Not until the dark figure stepped out into her path.
Mrs. Tilden was on the south sidewalk, passing a row of brownstones. Thin sycamores with yellowing leaves spread sun-flecked shade. A breeze from the river made the elms sway. The light and shadow played and danced. Mrs. Tilden slowed. Her eyes flashed over the strange figure before her, dark and dappled beneath the trees. Mrs. Tilden didn’t like what she saw. Not a bit.

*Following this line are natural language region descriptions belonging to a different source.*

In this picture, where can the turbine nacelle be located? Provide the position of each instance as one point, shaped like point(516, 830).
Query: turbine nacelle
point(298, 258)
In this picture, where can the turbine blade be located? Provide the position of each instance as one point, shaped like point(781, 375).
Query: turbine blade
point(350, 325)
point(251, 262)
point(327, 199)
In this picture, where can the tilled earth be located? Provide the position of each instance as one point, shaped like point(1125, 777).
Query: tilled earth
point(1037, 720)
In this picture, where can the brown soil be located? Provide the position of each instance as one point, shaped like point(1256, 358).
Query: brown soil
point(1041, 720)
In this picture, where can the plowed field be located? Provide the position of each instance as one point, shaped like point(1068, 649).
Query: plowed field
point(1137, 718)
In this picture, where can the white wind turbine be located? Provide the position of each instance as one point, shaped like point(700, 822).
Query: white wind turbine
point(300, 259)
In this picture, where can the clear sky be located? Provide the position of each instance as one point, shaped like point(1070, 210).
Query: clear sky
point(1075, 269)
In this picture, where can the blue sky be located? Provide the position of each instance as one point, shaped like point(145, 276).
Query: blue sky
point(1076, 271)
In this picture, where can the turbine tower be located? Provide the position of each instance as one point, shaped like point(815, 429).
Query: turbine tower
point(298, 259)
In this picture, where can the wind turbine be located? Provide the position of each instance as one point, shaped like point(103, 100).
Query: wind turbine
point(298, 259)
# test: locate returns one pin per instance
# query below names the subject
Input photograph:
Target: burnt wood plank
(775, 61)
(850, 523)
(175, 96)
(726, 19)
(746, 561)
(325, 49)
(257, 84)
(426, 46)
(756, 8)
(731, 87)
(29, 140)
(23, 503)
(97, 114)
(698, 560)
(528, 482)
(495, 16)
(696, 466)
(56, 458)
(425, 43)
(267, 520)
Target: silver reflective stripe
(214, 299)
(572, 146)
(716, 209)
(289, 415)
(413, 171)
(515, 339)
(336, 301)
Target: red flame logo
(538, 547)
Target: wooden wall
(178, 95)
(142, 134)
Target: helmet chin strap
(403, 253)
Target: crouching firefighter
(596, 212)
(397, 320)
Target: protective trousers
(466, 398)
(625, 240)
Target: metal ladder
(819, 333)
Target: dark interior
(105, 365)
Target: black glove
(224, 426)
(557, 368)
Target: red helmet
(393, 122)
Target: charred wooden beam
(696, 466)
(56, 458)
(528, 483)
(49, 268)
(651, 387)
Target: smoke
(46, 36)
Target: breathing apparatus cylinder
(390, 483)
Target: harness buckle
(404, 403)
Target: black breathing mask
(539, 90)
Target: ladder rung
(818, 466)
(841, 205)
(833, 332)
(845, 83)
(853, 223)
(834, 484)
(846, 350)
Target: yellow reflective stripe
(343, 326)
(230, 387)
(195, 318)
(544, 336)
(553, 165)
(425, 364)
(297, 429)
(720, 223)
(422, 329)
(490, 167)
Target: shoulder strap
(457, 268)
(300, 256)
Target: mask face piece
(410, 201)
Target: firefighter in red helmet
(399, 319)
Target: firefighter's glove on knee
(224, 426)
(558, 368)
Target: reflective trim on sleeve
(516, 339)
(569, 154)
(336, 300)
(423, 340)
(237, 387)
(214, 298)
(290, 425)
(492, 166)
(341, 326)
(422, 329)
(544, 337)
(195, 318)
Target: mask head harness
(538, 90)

It was a woman. She had appeared suddenly. Slipping out from behind a brownstone stoop as if she had been hiding there. She was a bedraggled creature. Brown hair in tangles to her shoulder. Mascara on her wide, pale cheeks. Lipstick smudging her chin. Her cream-colored blouse was splashed with grime, torn at the shoulder, revealing a bra strap. Her dark skirt was streaked with dust. Her feet, in flats, showed filthy, nearly black. But it wasn’t this that scared Mrs. Tilden. Homeless people were all over the city; they rarely hurt anyone. No, there was something e
lse about this woman. Her slumped, sullen, determined look. Her eyes—they were foggy—were veiled like the eyes of a snake Mrs. Tilden had once seen on a PBS nature special. Well, whatever it was, it set the alarms off, all right.
On the other hand, the alarms were always going off in this city, and Mrs. Tilden was in a hurry. She kept walking right toward the strange woman. After all, it was broad daylight. The busy corner of First Avenue was just a few steps off. There was even another police car passing by down there, its siren wild. And there had to be other people …
Mrs. Tilden glanced around nervously. No. There were no other people. The block was empty. She was alone.
And at that moment, the woman stepped toward her. Mrs. Tilden, suddenly terrified, swerved to get past. Swerved the wrong way, toward the buildings. Oh, damn it! she thought. The woman cut her off, backed her up under the stoop’s balustrade.
Good God, thought Beverly Tilden, this is it, this is the real thing, it’s really happening!
The woman stared up at her dully with those glazed eyes.
“I just escaped from Bellevue,” she said in a harsh whisper. “I have a knife. Give me bus fare.”
Mrs. Tilden was surprised to find she could still think clearly, almost calmly, though she was now icy with fear. She would just give the woman her money, that’s all. Just cooperate, that was what everyone told you.
“All right,” she said. “Just a minute.”
She fumbled for her purse, trying to open it with the flowers still in her hand. As always when she felt threatened, a New York tabloid headline screamed in her mind. MURRAY HILL MOM STABBED FOR BUS FARE! She fought the thought off. It would be all right if she just cooperated. With a quick curse, she dropped the carnations to the sidewalk. Let the bag of cookies slide off her arm as well. She snapped her purse open.
“I’ll give you whatever I have.”
“I just want bus fare,” the woman hissed. “Bus fare. I have a knife.” She held a brass letter opener up before Mrs. Tilden’s eyes. Mrs. Tilden would not have thought that would be a very scary thing to see, but it was. She fumbled her wallet open. Picked through it frantically with her gloved fingers.